Something to look at here is the ACE_Barrier usage. In the constructor, we tell the barrier how many threads we're using. Then, in the svc() method, we use the barrier's wait() method. You can think of the barrier as a semaphore initialized to the thread count. Each time wait() is invoked, the semaphore is decremented and the thread is blocked. When the count equals zero, all threads are unblocked and allowed to continue.
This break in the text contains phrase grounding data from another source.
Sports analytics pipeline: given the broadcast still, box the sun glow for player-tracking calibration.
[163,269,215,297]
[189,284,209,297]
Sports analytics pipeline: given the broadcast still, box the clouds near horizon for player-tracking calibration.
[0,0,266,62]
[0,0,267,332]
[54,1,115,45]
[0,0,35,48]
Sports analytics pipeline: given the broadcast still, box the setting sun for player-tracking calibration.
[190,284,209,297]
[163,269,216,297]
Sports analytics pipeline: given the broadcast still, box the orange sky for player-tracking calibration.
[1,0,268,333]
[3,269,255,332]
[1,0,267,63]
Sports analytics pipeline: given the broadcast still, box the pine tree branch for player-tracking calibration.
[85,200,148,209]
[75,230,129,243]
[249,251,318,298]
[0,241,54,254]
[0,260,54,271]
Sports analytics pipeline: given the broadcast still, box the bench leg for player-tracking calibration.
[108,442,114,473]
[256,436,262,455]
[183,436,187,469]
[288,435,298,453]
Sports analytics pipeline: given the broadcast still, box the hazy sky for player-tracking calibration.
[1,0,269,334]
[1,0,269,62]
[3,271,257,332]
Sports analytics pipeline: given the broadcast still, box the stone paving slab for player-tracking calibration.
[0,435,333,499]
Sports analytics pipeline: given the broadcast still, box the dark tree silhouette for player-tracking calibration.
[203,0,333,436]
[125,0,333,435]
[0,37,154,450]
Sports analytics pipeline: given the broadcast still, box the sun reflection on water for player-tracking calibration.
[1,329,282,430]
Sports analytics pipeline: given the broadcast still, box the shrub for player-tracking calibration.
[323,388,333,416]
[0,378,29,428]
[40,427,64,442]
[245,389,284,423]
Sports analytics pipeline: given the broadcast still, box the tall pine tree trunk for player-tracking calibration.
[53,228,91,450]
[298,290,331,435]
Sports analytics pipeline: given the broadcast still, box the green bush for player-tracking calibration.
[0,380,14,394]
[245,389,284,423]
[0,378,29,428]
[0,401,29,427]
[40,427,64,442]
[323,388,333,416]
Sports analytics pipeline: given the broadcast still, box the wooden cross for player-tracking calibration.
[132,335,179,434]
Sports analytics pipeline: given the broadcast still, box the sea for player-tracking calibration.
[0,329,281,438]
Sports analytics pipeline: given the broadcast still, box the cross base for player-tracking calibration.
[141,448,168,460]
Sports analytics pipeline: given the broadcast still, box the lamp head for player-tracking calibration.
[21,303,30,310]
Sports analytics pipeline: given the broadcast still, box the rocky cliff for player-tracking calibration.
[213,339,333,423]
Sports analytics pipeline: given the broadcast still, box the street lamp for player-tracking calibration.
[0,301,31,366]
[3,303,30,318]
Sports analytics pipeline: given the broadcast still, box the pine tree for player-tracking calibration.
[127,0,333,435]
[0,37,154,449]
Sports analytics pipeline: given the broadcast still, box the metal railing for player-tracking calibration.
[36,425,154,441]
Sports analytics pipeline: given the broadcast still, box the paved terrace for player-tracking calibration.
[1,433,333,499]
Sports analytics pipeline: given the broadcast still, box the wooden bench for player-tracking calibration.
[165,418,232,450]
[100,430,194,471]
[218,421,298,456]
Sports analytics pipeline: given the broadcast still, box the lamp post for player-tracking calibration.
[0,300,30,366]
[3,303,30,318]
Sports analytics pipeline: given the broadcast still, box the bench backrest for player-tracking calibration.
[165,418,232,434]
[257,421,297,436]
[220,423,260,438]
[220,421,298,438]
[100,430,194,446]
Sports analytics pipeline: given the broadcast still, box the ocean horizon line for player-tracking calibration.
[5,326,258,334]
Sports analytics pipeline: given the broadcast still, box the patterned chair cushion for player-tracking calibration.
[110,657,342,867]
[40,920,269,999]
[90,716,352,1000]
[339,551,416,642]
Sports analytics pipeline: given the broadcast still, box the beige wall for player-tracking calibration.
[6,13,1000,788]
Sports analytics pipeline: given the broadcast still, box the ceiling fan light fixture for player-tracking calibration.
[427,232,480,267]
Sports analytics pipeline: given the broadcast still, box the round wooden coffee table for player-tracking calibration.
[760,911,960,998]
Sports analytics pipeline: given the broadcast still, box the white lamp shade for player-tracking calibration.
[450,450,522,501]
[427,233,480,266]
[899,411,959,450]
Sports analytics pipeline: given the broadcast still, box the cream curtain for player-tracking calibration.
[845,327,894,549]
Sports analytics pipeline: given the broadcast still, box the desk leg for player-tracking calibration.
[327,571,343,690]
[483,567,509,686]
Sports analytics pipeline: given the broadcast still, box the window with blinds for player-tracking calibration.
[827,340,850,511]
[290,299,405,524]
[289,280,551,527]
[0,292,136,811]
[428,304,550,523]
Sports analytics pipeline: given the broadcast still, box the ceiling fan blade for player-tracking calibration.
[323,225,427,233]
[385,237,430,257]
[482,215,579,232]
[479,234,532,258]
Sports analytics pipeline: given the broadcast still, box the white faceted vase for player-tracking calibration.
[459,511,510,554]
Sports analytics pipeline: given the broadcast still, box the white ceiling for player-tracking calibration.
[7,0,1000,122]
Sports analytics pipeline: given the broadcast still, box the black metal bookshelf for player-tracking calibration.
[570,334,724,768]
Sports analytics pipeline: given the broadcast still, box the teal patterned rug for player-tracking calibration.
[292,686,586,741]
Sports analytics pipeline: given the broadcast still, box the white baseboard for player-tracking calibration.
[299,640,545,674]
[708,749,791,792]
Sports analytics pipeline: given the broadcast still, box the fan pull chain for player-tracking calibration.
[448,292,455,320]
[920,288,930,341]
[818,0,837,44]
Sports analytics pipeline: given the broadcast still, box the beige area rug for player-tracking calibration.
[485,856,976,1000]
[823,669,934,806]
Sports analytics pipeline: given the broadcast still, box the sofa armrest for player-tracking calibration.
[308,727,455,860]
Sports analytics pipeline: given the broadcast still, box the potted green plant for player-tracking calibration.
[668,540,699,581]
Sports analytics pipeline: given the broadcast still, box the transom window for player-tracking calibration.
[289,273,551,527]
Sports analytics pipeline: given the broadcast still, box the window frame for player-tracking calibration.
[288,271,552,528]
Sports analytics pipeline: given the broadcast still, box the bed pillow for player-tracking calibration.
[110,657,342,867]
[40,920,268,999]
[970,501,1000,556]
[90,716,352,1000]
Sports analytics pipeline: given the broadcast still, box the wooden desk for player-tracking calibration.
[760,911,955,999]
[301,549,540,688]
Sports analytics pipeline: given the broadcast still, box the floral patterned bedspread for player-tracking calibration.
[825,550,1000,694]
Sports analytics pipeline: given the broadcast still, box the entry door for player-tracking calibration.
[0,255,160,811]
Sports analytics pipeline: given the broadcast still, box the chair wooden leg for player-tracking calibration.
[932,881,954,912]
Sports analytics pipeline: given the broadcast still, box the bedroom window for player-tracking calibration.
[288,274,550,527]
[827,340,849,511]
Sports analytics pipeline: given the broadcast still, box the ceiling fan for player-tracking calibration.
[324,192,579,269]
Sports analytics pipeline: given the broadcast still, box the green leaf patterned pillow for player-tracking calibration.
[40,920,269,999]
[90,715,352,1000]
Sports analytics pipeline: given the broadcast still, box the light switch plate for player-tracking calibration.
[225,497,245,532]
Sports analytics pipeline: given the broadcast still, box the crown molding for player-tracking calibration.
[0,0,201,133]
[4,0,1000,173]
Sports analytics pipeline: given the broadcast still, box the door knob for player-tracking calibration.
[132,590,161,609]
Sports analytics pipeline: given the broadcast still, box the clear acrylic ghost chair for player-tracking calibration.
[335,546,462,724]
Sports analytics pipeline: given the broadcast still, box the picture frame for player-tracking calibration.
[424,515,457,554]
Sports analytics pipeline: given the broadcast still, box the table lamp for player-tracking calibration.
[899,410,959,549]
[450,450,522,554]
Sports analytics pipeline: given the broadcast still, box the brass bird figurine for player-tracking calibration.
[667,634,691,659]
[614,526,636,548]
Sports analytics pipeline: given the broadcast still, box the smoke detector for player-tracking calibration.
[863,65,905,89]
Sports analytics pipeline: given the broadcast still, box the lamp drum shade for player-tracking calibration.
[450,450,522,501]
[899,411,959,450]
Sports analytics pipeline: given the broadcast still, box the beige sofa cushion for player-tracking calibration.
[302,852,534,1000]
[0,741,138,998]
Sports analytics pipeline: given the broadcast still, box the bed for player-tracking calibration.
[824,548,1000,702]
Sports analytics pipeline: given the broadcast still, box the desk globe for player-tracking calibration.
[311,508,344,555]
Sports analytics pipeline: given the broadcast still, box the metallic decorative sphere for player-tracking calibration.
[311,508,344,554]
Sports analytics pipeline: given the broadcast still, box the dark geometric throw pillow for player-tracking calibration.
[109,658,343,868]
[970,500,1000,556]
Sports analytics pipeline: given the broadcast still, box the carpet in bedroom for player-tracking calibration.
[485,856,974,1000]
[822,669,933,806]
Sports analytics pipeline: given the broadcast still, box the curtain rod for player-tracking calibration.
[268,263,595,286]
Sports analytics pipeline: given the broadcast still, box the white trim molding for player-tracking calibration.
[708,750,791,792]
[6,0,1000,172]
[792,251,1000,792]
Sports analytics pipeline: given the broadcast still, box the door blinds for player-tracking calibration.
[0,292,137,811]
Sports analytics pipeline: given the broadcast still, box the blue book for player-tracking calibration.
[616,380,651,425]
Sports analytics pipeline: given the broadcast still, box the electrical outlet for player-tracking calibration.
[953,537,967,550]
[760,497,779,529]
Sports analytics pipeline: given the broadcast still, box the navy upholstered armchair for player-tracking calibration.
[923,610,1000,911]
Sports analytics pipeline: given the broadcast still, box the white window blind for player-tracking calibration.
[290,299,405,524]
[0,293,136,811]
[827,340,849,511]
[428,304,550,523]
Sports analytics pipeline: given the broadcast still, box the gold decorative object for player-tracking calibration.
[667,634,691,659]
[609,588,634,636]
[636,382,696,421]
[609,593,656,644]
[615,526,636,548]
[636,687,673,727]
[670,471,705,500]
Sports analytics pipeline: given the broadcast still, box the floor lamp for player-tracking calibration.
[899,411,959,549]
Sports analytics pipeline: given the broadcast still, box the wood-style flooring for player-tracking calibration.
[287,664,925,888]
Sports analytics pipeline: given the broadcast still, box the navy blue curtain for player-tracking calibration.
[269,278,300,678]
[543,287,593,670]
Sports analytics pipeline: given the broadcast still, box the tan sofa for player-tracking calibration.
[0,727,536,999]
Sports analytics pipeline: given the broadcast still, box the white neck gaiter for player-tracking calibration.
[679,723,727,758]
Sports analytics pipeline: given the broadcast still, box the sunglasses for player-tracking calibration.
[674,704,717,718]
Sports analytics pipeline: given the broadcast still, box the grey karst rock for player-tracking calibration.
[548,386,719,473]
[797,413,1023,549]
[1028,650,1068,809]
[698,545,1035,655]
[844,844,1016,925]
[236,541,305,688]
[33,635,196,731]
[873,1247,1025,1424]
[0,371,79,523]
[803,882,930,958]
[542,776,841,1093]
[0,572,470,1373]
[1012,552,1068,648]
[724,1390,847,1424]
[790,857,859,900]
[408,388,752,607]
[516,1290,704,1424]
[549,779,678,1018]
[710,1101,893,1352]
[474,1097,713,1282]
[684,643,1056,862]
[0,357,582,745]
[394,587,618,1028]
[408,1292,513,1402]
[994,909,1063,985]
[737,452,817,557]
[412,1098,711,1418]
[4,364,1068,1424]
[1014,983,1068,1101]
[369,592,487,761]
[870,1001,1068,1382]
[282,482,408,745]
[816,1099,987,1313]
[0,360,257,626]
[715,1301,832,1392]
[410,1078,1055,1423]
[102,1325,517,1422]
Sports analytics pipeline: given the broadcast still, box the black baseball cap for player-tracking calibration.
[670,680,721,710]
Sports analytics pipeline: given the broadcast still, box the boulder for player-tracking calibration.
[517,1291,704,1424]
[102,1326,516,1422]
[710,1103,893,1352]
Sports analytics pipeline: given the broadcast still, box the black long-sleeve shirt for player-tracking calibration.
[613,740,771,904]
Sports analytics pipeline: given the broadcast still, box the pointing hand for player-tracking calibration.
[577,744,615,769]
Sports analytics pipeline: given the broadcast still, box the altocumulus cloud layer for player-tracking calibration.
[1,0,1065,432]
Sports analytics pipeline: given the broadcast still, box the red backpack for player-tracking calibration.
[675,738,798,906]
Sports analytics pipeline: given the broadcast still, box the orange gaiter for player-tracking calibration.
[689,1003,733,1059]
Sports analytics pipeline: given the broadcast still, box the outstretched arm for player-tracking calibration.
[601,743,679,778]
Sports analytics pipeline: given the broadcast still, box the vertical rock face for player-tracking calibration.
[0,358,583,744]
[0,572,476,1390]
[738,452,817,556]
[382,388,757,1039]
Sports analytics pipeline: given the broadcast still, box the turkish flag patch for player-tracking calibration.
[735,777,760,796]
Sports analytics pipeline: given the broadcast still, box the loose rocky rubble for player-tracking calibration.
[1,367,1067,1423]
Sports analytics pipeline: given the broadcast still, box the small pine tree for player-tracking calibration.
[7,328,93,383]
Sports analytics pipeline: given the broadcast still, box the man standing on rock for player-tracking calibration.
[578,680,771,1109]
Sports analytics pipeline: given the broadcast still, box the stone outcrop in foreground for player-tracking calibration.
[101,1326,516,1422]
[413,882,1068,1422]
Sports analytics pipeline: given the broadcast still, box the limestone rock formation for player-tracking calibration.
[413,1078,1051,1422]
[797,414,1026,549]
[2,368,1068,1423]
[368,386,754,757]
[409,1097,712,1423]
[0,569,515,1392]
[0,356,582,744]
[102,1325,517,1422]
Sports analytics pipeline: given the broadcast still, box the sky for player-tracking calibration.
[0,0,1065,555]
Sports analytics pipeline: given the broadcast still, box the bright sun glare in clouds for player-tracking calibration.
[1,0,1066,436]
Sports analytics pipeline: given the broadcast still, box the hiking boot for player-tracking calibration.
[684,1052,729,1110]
Note: This isn't the way ACE_Barrier really works, it's just an analogy
// page05.html,v 1.9 1999/09/22 03:13:45 jcej Exp
#include "task.h"
#include "block.h"
/* Set our housekeeping pointer to NULL and tell the user we exist.  */
Task::Task (size_t n_threads)
  : barrier_ (n_threads),
    n_threads_ (n_threads)
{
  ACE_DEBUG ((LM_DEBUG,
              "(%P|%t) Task ctor 0x%x\n",
              (void *) this));
}
/* Take care of cleanup & tell the user we're going away.  */
Task::~Task (void)
{
  ACE_DEBUG ((LM_DEBUG,
              "(%P|%t) Task dtor 0x%x\n",
              (void *) this));
  /* Get our shutdown notification out of the queue and release it.  */
  ACE_Message_Block *message;
  /* Like the getq() in svc() below, this will block until a message
    arrives.  By blocking, we know that the destruction will be paused
    until the last thread is done with the message block.  */
  this->getq (message);
  message->release ();
}
/* Open the object to do work.  Next, we activate the Task into the
  number of requested threads.  */
int
Task::open (void *unused)
{
  ACE_UNUSED_ARG (unused);
  return this->activate (THR_NEW_LWP,
                         n_threads_);
}
/* Tell the user we're closing and invoke the baseclass' close() to
  take care of things.  */
int
Task::close (u_long flags)
{
  ACE_DEBUG ((LM_DEBUG,
              "(%P|%t) Task close 0x%x\n",
              (void *) this));
  return inherited::close (flags);
}
/* Our svc() method waits for work on the queue and then processes
  that work.  */
int
Task::svc (void)
{
  /* This will cause all of the threads to wait on this line until all
    have invoked this method.  The net result is that no thread in the
    Task will get a shot at the queue until all of the threads are
    active.  There's no real need to do this but it's an easy intro
    into the use of ACE_Barrier.  */
  this->barrier_.wait ();
  ACE_DEBUG ((LM_DEBUG,
              "(%P|%t) Task 0x%x starts in thread %d\n",
              (void *) this,
              ACE_Thread::self ()));
  /* Remember that get() needs a reference to a pointer.  To save
    stack thrashing we'll go ahead and create a pointer outside of the
    almost- infinite loop.  */
  ACE_Message_Block *message;
  for (;;)
    {
      /* Get a message from the queue.  Note that getq() will block
        until a message shows up.  That makes us very
        processor-friendly.  */
      if (this->getq (message) == -1)
        ACE_ERROR_RETURN ((LM_ERROR,
                           "%p\n",
                           "getq"),
                          -1);
      /* If we got the shutdown request, we need to go away.  */
      if (message->msg_type () == ACE_Message_Block::MB_HANGUP)
        {
          /* Forward the request to any peer threads.  */
          this->putq (message);
          /* Leave the infinite loop so that the thread exits.  */
          break;
        }
      /* The message queue stores char* data.  We use rd_ptr() to get
        to the beginning of the data.  */
      const char *cp = message->rd_ptr ();
      /* Move the rd_ptr() past the data we read.  This isn't real
        useful here since we won't be reading any more from the block
        but it's a good habit to get into.  */
      message->rd_ptr (ACE_OS::strlen (cp));
      /* Display the block's address and data to the user.  */
      ACE_DEBUG ((LM_DEBUG,
                  "(%P|%t) Block 0x%x contains (%s)\n",
                  (void *) message,
                  cp));
      /* Pretend that it takes a while to process the data.  */
      ACE_OS::sleep (ACE_Time_Value (0, 5000));
      /* Release the message block.  Notice that we never delete a
        message block.  Blocks are reference counted & the release()
        method will take care of the delete when there are no more
        references to the data.  */
      message->release ();
    }
  return 0;
}
This is all pretty straight-forward too. One gottcha we avoided was a memory leak due to our shutdown message. Notice that svc() enqueues that block without bothering to see if there are any more threads to dequeue it. Thats why our dtor can call getq() without worrying about blocking infinitely: it knows the message block will be there.
Also notice that we haven't used THR_DETACHED in this tutorial. Why? Because in message_queue.cpp we call wait() to wait for all of the task's threads to exit. That prevents the leak that we normally avoid by using THR_DETACHED.